Май не успел вздохнуть, как лишился денег — только потер запястье, оцарапанное железным когтем. Мандрыгин затрясся от хохота, и Май с готовностью засмеялся в ответ. Дальше ехали молча. Машина будто плыла по воздуху. Что это была за дорога среди соснового бора? Куда она вела? Жизнь, выхваченная белесым светом фар из зеленоватой полумглы, была заманчиво-таинственной: дорогу часто перебегали деревенские собаки, мельтешилась мошкара, сумасшедшие бабочки бились о стекло машины.

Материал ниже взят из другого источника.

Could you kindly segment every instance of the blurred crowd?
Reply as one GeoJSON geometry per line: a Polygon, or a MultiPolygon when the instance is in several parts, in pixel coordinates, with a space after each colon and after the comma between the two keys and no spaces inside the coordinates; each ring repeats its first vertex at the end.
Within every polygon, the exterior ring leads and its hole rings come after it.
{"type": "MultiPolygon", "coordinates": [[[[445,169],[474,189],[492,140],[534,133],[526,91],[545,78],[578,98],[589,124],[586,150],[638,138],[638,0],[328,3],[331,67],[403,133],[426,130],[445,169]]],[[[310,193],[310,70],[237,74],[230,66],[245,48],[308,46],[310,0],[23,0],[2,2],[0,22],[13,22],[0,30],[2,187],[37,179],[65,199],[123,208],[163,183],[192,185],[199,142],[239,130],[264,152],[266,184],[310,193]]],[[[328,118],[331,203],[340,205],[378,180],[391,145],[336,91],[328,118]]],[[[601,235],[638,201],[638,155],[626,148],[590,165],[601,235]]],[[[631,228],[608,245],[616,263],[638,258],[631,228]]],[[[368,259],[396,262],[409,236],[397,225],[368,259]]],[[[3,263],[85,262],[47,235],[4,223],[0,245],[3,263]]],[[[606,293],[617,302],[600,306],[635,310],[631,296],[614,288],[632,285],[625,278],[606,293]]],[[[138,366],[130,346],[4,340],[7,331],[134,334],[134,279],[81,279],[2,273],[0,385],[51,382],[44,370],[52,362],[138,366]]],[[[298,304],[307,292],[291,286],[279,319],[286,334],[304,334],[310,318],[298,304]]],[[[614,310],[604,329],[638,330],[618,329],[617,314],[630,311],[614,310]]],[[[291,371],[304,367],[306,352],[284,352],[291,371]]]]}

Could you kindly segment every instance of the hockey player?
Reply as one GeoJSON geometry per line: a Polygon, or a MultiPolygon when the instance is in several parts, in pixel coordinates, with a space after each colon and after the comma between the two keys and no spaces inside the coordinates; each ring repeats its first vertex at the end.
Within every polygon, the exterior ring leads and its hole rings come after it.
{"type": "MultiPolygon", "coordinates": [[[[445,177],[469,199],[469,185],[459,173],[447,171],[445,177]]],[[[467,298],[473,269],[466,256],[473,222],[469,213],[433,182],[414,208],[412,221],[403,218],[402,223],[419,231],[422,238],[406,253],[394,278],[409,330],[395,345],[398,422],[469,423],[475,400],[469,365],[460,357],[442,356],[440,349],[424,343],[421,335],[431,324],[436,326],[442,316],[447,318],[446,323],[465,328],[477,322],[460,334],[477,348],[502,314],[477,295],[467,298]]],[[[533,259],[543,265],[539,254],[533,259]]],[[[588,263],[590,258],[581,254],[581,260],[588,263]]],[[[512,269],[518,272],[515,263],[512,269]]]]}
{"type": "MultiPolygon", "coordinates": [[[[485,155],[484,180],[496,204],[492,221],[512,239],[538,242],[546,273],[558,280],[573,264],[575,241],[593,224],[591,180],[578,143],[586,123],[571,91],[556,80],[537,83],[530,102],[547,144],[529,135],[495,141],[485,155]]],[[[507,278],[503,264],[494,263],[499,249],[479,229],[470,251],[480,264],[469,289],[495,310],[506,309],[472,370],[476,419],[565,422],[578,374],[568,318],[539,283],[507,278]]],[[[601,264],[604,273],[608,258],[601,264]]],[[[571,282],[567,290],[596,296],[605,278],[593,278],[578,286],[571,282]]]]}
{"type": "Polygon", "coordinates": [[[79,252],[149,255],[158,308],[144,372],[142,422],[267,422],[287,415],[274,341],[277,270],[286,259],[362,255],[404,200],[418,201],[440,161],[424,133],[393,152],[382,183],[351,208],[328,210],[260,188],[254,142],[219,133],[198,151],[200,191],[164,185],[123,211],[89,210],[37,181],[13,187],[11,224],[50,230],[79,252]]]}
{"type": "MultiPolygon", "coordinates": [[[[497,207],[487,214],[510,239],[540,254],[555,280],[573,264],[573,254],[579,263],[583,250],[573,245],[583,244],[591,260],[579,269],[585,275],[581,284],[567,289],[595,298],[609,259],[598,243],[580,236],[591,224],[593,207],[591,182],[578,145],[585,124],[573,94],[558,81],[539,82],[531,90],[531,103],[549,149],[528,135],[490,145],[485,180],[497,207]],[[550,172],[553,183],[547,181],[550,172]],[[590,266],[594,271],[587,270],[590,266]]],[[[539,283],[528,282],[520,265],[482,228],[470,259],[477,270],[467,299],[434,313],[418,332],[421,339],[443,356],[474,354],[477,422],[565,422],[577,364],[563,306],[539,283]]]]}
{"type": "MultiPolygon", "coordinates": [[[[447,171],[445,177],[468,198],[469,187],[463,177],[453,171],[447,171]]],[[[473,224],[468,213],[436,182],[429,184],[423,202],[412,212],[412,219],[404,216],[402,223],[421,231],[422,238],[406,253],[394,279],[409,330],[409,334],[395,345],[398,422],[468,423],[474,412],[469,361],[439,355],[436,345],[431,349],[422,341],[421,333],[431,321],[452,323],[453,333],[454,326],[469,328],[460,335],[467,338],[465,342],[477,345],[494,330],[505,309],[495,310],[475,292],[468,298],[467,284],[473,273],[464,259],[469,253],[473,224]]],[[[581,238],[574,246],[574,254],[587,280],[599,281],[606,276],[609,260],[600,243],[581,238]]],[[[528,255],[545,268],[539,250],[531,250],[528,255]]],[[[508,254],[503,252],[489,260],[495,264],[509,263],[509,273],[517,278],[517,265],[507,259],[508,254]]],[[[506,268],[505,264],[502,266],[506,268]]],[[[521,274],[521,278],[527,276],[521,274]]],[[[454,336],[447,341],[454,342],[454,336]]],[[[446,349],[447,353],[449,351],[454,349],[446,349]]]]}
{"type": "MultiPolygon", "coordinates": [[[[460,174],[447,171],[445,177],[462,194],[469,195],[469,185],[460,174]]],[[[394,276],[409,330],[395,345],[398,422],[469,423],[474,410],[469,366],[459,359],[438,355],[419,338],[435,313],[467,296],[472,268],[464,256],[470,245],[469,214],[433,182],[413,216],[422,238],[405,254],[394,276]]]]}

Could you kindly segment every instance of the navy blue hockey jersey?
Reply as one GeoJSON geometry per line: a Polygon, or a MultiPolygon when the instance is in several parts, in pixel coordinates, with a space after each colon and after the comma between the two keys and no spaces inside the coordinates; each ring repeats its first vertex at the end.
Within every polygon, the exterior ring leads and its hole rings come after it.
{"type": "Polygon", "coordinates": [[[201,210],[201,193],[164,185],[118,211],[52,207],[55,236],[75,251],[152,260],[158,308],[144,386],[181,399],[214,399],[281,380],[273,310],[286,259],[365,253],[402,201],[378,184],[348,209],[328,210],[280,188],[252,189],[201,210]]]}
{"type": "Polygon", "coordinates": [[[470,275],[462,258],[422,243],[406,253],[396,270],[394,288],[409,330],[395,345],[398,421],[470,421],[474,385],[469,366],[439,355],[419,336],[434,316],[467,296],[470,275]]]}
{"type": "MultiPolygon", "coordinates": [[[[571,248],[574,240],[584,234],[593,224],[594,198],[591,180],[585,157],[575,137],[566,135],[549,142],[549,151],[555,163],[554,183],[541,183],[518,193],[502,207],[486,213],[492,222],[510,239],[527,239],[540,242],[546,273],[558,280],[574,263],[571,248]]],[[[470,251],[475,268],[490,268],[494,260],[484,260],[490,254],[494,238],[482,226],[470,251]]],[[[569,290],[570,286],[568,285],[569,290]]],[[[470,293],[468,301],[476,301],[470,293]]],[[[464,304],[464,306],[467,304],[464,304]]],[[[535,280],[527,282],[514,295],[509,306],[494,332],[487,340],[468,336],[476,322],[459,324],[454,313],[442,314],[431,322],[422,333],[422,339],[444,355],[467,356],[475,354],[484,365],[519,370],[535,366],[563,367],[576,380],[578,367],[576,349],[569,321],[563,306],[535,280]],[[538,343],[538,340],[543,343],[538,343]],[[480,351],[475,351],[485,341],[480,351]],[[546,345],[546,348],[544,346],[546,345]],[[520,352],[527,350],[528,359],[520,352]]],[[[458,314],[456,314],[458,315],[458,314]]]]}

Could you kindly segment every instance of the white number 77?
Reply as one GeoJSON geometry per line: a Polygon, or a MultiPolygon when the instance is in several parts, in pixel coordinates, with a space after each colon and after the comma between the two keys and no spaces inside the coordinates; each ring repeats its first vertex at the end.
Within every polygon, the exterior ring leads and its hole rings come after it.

Май вспомнил, как много лет назад ехал ночью из Бахчисарая в Симферополь, держа на коленях корзину с влажным, терпко пахнущим виноградом, и дорогу перебегали зайцы, а с неба резво скатывались звезды… Он вдруг вообразил, как сейчас на дороге возникнет Анаэль — во всем своем ангельском блеске — и заберет с собой куда-нибудь… ну да все равно куда — лишь бы с Анаэлем.

Но вместо ангела на обочине дороги возникла пустая стеклянная будочка; за ней белел шлагбаум. Остапчук на медленном ходу высунулся из окна — отдал честь будке. В ответ она мигнула желтым светом, и Остапчук зычно доложил ей про пассажиров: «Это артисты со мной!» Будка мигнула зеленым, шлагбаум поднялся, и машина въехала в освещенную тихую аллею. Подстриженные деревца по обеим сторонам переливались цветными огоньками. За деревцами то и дело мелькали нарядные низкие домики, крытые черепицей; появилась декоративная мельница, рядом с которой сиротливо сиял голубой бассейн. Наконец «Волга» подкатила к новенькой невысокой часовенке, запертой на замок и опутанной мигающими елочными гирляндами. Тут же высилась аккуратная горка ящиков из-под пива. Откуда-то долетали звуки веселого бесчинства: надрывался оркестр, и хор не то пел, не то кричал. В небо над часовенкой без конца брызгали огни фейерверка.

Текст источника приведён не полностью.